The passing of Zeke Bratkowski. That sentence means something completely different today than it did for the previous 70 years.
Bratkowski, whose given name of Edmund Raymond had little to do with the one he was known by, died Monday at his home in Santa Rosa, Fla. He was 88.
Bratkowski forever will be known as one of the greatest passers of all time, a reputation that began with his time as quarterback of the Georgia Bulldogs. “The Brat,” his nickname then, was a two-time All-SEC selection and two-time SEC passing champion playing for the Bulldogs in 1952-53. That he did that while playing for some of Georgia’s less-competitive teams makes it an even more incredible accomplishment.
Bratkowski established virtually every passing record at a time when grinding out 10-7 wins was the preferred strategy of the day. Bratkowski passed for 1,824 yards in 1952 and 1,461 yards in 1953 and finished his career with 4,836 career passing yards. These feats were recognized by the more progressive NFL. After throwing touchdown passes of 50 and 60 yards in the Senior Bowl all-star game, Bratkowski was a second-round NFL draft selection and embarked on a 14-year pro career with the Chicago Bears, Los Angeles Rams, and Green Bay Packers.
But he was best known as Bart Starr’s backup, and best friend.
“Oh, they were very, very close,” UGA historian Loran Smith said of the two Packers’ quarterbacks. “Not just during the season, but their families were close and they spent time together year-round.”
Smith remembers Bratkowski as a football player who could truly do it all.
“One year, he led the nation in passing, punting and interceptions,” Smith said. “That’d be interceptions thrown. But he was truly exceptional throwing the football. He just got caught up being at Georgia during the time of one-platoon football.”
Actually, Bratkowski led the nation in passing in ’52 and punting in ’53.

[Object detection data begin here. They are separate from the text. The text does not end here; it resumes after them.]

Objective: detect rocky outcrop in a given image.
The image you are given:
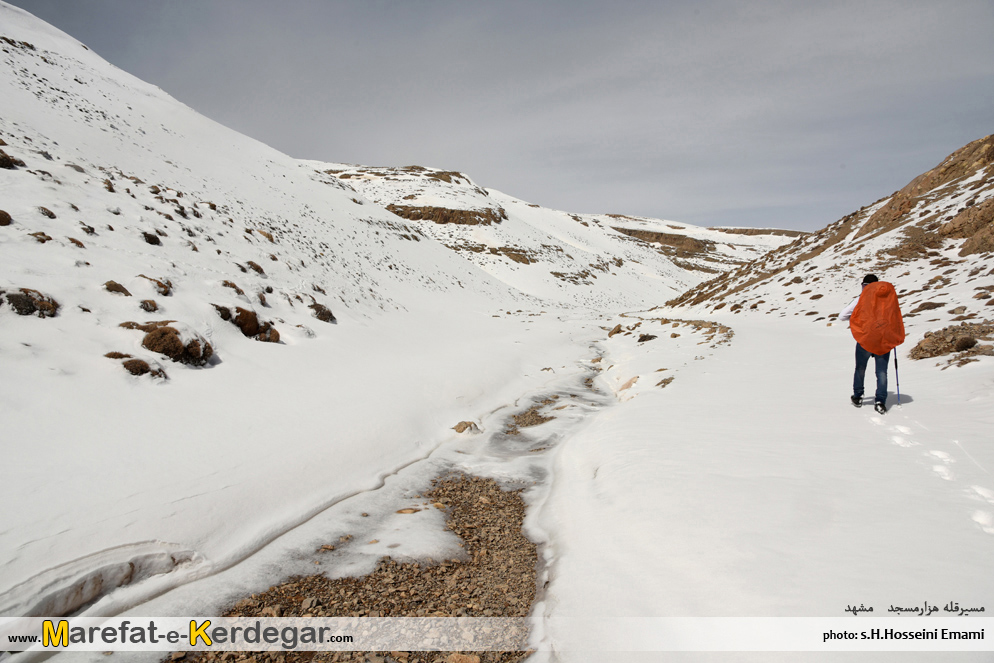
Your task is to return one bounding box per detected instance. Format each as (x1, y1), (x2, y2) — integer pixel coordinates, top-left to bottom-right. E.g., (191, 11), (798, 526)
(120, 320), (214, 366)
(387, 204), (507, 226)
(211, 304), (280, 343)
(0, 288), (59, 318)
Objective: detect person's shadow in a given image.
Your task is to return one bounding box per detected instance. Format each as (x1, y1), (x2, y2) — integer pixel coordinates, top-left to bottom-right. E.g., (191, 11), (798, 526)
(863, 391), (915, 410)
(885, 391), (915, 410)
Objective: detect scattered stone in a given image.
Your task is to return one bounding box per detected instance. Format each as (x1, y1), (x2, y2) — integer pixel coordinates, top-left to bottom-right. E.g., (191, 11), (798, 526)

Bratkowski remained an expert on passing into his final years. After his playing days, Bratkowski became a longtime NFL offensive coordinator. And even after retirement, his services were being sought.

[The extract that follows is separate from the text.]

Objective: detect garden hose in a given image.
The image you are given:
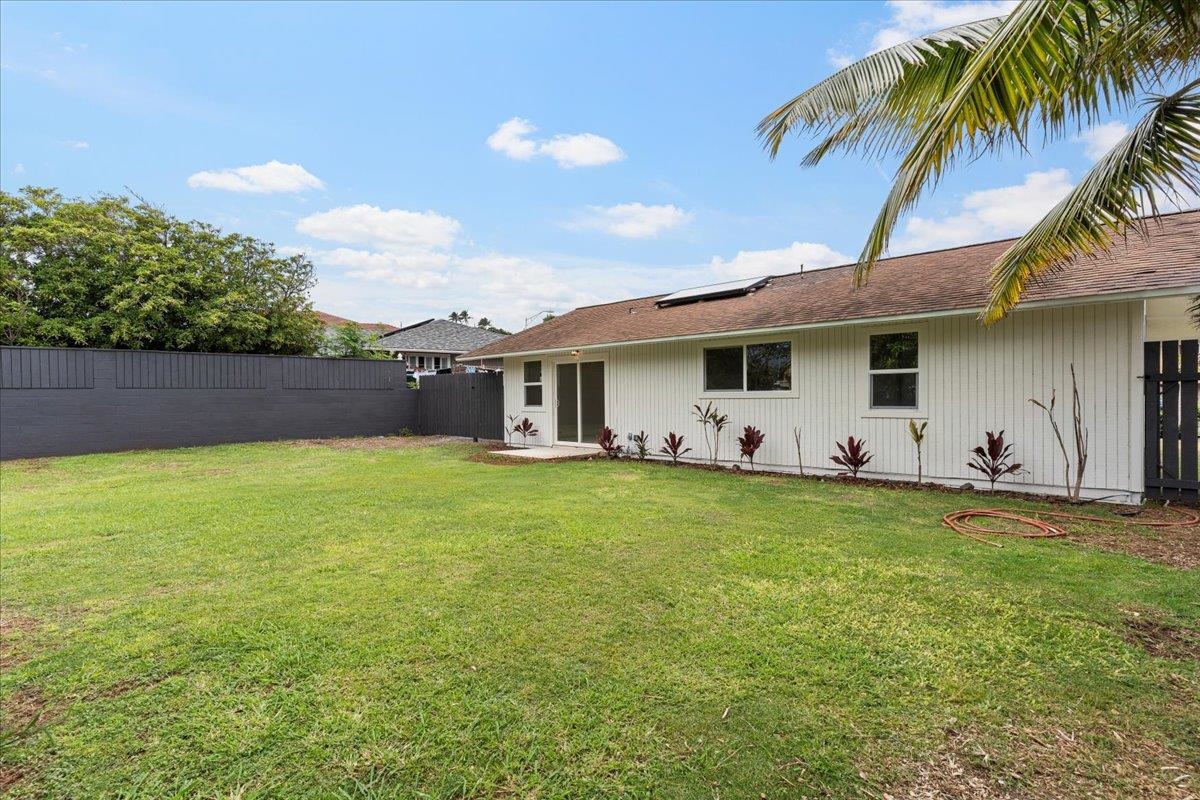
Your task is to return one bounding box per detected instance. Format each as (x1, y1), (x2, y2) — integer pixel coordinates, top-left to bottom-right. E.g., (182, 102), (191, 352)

Former Florida star Tim Tebow hired Bratkowski as his personal passing coach in 2010 as Tebow tried to make his way with the Denver Broncos.

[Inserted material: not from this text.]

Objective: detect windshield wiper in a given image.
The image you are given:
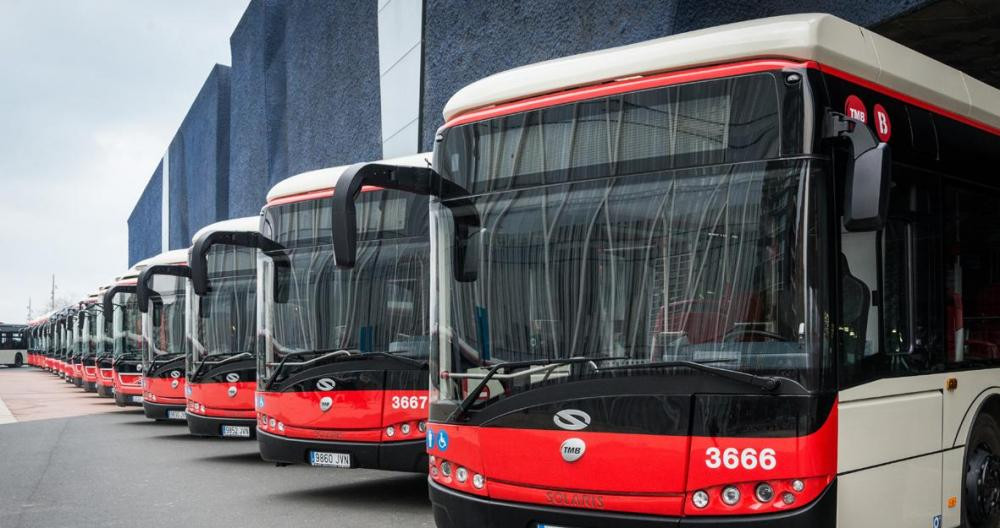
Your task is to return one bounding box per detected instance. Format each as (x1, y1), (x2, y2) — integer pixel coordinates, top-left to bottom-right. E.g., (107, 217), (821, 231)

Finally settling on Santa Rosa Beach in the Florida panhandle, Bratkowski turned his attention to assisting in hurricane relief efforts.
Bratkowksi belongs to the Georgia Sports Hall of Fame (inducted in 1980), the National Polish-American Sports Hall of Fame (1995) and the UGA's Circle of Honor (2006) in addition to the Packers Hall of Fame (1989).
A funeral service will be held at 11 a.m. Monday at Saint Rita’ Catholic Church, 137 Moll Drive, Santa Rosa Beach, Florida 32459 with Father Michael Hartley officiating. Burial is to follow at Gulf Cemetery with military honors provided by the U.S. Air Force.